Jay-Z/R Kelly : Best Of Both Worlds

Titanic collaboration. Patchy outcome...

As the pair themselves tell us, it’s like Martin Luther King working with

Malcolm X. A secret assignment a year in the making, ‘Best Of Both Worlds’

finds the syrupy lord of the R&B ballad and the reigning king of hip-hop

reprising the collaboration they began on Jigga‘s ‘Guilty Until Proved

Innocent’, and taking it, as Kellz might say, “all the way”. It’s a

blockbuster, a meeting of minds, and a corporate merger all in one.

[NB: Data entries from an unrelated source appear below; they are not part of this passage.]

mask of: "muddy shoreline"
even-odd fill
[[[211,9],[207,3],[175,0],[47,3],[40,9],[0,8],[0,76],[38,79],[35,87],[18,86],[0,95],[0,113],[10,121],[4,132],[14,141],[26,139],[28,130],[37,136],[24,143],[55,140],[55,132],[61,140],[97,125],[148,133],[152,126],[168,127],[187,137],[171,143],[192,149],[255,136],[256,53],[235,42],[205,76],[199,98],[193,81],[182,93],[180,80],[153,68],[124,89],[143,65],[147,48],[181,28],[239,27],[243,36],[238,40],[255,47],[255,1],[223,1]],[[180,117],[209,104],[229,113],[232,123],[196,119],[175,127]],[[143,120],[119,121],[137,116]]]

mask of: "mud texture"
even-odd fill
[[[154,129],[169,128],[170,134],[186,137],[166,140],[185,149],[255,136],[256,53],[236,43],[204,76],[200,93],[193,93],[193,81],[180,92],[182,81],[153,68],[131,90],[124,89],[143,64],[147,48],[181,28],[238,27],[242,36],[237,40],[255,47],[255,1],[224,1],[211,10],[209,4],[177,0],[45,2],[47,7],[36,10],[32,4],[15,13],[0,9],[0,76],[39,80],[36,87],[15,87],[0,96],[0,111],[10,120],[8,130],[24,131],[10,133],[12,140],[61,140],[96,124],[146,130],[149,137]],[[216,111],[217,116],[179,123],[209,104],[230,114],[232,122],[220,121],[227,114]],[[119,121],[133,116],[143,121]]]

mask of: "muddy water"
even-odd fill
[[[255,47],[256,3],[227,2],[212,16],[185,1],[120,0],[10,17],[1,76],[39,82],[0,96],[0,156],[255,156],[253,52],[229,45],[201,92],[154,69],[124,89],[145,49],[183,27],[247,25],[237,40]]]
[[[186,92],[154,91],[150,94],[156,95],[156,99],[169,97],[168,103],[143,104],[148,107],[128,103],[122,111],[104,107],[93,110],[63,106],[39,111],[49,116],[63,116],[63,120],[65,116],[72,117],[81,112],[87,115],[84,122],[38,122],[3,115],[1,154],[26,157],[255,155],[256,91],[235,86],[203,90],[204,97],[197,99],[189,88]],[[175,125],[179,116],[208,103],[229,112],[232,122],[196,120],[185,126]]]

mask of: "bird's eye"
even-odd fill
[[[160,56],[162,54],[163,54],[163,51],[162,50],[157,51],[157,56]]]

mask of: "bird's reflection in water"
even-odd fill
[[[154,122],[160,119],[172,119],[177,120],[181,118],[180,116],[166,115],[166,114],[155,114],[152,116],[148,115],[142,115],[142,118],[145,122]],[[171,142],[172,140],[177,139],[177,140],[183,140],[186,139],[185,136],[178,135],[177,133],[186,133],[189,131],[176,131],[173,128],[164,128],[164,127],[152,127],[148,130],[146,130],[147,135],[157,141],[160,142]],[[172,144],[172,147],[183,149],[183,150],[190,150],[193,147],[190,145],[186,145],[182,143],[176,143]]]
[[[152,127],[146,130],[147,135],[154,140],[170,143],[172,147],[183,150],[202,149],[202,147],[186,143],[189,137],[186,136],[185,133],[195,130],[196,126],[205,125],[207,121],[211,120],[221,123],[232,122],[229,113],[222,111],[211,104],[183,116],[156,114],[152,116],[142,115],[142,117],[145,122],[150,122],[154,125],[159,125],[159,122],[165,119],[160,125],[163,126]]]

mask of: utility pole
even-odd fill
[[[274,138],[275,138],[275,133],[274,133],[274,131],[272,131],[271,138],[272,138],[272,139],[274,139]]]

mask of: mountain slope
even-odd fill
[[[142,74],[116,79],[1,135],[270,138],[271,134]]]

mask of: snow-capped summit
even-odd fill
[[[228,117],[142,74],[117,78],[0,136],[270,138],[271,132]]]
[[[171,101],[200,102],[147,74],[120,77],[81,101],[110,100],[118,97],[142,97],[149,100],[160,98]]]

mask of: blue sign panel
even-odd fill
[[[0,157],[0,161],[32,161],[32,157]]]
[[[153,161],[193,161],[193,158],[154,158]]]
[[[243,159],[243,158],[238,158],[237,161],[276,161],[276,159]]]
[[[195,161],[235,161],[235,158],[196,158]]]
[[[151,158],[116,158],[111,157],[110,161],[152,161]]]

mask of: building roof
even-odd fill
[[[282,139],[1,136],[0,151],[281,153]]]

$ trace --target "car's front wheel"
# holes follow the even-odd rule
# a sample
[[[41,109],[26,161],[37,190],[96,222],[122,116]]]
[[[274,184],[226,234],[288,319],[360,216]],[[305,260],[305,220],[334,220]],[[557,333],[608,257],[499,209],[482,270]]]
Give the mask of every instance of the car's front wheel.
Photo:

Except that actually, Jay and R come across much cuter, like a hood-raised

Victoria and David Beckham. They’re at the head of their respective

professions, obviously love each other very much, but the main miracle is

that they’ve got anything to talk about when they’re together. Jay-Z is the

chalk of the relationship. R Kelly, as ever, is the cheese.

Happily, there are some things they have in common. Girls, money, the

hard-knock life… it’s not exactly revolutionary material here, but where

both contribute in roughly equal measure (on ‘The Best Of Both Worlds’, ‘The

Streets’ or ‘Break Up To Make Up’ which features the excellent lyric “She

storm in/I storm out/War Of The Roses goin’ on in my house”) it sounds very

good indeed. There are some bits, however, on which Jay-Z‘s contribution is

limited to the odd “uh-huh”, and you are suddenly just a person alone in a

room listening to an R Kelly record, which is not a place anyone ever needs

to be.

By and large, though, it’s a beautiful relationship, even if it’s hard to

understand what they’re actually doing for each other, without actually

writing the words ‘excellent business opportunity’. Will it make R.Kelly

‘street’? R.Kelly could hold up a liquor store with a breadknife and still

be the man who wrote ‘I Believe I Can Fly’. Will it make Jay-Z smoove? No,

it won’t do that either. ‘Best Of Both Worlds’ is straightforwardly enough

not a bad record at all, but mainly in the way that if it had the world’s

best rapper on it, the Haven album wouldn’t be a bad record either.

So maybe their eyes didn’t meet across a crowded room, and this isn’t a

marriage made in heaven. But ‘Best Of Both Worlds’ proves that if you work

at it, everything can still work out all right.